Further, the likes of:
“Mendelssohn’s music could no more be permanently eradicated from German music than could Wagner and Levi’s intertwined lives be unraveled and separated. The German-Jewish symbiotic relationship evident in these two cases would be mirrored in the Nazi era with Himmler’s famous speech to senior SS officers in Posnan in 1943:
“… eighty million worthy Germans and each one has his one decent Jew.”
“S.S. Chief Heinrich Himmler was preaching for total exclusion with no exceptions.

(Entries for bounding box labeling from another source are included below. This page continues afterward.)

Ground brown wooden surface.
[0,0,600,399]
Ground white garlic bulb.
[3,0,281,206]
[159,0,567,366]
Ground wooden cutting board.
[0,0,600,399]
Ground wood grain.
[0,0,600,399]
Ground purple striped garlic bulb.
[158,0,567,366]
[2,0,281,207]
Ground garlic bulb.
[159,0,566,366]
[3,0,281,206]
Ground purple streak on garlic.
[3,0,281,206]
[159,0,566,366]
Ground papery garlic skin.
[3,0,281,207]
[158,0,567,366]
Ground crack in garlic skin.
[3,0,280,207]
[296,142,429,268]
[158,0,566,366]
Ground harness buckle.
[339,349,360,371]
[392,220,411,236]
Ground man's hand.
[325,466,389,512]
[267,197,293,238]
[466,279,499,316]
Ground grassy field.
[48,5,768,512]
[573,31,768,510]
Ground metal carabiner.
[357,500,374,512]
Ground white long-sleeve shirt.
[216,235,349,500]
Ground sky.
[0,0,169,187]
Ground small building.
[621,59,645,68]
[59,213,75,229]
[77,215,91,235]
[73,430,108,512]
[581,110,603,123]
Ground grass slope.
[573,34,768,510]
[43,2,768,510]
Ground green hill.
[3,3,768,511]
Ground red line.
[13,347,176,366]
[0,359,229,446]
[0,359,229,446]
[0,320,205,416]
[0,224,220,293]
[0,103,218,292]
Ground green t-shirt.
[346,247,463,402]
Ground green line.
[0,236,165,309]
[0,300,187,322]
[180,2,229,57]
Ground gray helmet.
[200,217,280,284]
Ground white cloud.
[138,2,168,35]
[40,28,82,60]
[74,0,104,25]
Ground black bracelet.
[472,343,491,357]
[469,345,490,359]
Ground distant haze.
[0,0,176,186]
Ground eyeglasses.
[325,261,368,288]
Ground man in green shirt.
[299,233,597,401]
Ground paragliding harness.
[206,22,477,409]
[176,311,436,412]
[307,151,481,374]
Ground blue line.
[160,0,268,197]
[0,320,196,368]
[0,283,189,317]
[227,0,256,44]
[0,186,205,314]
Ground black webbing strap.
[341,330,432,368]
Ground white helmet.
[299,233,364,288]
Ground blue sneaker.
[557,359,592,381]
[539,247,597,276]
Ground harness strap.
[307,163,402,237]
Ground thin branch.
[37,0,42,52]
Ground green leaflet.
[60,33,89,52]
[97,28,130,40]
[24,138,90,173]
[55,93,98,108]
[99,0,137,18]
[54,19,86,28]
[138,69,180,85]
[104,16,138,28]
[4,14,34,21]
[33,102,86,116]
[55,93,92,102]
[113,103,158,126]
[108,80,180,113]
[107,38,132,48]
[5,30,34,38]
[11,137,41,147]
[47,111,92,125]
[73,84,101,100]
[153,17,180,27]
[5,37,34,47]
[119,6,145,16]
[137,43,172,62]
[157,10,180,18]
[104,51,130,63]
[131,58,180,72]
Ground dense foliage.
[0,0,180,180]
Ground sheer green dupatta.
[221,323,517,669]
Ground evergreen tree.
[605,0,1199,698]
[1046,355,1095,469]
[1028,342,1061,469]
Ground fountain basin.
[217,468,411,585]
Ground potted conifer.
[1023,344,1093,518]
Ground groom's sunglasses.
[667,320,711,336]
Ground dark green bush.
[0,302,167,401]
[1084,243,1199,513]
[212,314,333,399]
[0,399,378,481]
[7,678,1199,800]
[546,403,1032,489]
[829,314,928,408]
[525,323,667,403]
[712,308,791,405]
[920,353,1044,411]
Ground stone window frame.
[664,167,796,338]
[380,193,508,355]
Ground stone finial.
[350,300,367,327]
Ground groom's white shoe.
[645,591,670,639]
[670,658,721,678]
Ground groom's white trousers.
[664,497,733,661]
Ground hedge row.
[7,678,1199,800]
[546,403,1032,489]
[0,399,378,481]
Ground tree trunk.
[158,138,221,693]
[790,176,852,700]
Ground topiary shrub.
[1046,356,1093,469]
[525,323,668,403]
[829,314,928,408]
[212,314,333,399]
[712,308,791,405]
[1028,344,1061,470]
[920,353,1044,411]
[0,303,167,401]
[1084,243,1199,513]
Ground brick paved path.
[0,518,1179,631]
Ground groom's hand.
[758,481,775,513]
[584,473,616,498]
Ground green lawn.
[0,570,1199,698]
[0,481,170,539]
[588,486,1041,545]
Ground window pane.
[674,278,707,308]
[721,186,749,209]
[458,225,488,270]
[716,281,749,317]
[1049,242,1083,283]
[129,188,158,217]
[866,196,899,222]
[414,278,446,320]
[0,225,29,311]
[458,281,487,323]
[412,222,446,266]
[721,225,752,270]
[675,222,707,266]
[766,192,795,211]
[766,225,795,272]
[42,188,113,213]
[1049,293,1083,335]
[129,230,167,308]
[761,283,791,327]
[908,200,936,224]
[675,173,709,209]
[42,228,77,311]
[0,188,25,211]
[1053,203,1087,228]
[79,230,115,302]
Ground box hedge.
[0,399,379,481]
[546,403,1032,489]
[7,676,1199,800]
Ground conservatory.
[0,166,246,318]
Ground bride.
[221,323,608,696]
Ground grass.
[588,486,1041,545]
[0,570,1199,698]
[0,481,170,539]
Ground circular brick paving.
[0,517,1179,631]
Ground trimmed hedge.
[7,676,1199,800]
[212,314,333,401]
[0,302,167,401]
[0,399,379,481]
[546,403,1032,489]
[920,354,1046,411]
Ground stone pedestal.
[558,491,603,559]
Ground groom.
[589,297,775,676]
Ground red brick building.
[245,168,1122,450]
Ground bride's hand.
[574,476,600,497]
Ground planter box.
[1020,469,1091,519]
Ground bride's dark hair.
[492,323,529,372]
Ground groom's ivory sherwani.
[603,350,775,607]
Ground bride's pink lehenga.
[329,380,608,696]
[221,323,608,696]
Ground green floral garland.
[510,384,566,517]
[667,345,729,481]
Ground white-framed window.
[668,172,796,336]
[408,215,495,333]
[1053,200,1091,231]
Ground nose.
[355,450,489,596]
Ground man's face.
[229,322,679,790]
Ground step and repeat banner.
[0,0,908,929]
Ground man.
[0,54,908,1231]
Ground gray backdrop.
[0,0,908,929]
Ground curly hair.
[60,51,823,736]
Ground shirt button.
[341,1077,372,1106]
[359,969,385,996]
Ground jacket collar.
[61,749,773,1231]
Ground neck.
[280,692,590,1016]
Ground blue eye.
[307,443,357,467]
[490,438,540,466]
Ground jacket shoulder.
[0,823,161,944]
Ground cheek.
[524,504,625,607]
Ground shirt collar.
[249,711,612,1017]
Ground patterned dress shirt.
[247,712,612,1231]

Time would show that Mendelssohn in the nineteenth century, Bruno Walter or Gustav Mahler in the twentieth century and Daniel Barenboim in the present century, all representing a Jewish presence in German music on the world stage, would provide the resounding cultural answer to irrational German antisemitism.”
“This essay presents several examples of how antisemitism in the pre-Nazi era, and the antisemitic racist dogma of the Nazis themselves, derailed sectors of the musical achievements of a cultured Germany along the route to the ensuing barbarism of the Holocaust during the Second World War.”
“Paul Celan, a Jewish survivor of the Holocaust, who became for many the greatest post-war German-language poet, named one of his most famous poems, ‘Death Fugue’. The musical term fugue so connected to an earlier famous German, Johann Sebastian Bach through his “Art of the Fugue” was recast by Celan from the achievement of Bach to the death metered out in the Nazi era.”
“he shouts play the violins darker you’ll rise as smoke in the air”
“This line from the poem refers to music played by Jewish musicians in concentration camps for work details on their way to slave labor and for public hangings in the camps. This ultimate degradation of music-making by the Nazis was one of the lowest points in the descent of culture to murder.”
Gustav Mahler, a stern, yet kind genius, demanded the best of everyone around him. While many found the “late Romantic” composer’s music uniquely exhilarating, some found the effect nauseating, likely to what happened, which is part of our continued history with earthly principalities. As for me, I feel Mahler’s quote to the moon and back:
"The symphony must be like the world; it must embrace everything" - Gustav Mahler
Let the heavens rejoice, let the earth be glad;
let the sea resound, and all that is in it.
Let the fields be jubilant, and everything in them;
let all the trees of the forest sing for joy
- Psalm 96:11-12
My sweet sweet friend. I love the blue flowers I don't know the name but they were everywhere in my childhood we called them popcorn Flowers. They looked like popcorn balls stuck together.
And Mahler was beautiful. I love classical music that makes you want to leap in the air when it rises. Nope never did do ballet. Not light on my feet at all. Hope you are still recovering well from your gall bladder surgery, we are doing the Pneumonia crawl here. Still trying to cough it all away. Cant figure out why I got it I had a Pneumonia shot or two lately. I have decided that I must have broken a mirror lately. All this luck i keep getting, I don't want to say bad but lets say less than optimum. Any way I love and pray for you. oxoxoxoxox
It is satisfying and the best method of relaxation to sit in a
quiet corner and listen to, music that can stir the soul and our senses. Then, by doing a little research on the composer (a readily available gift in today's technological world) we can imagine stories the music is illustrating.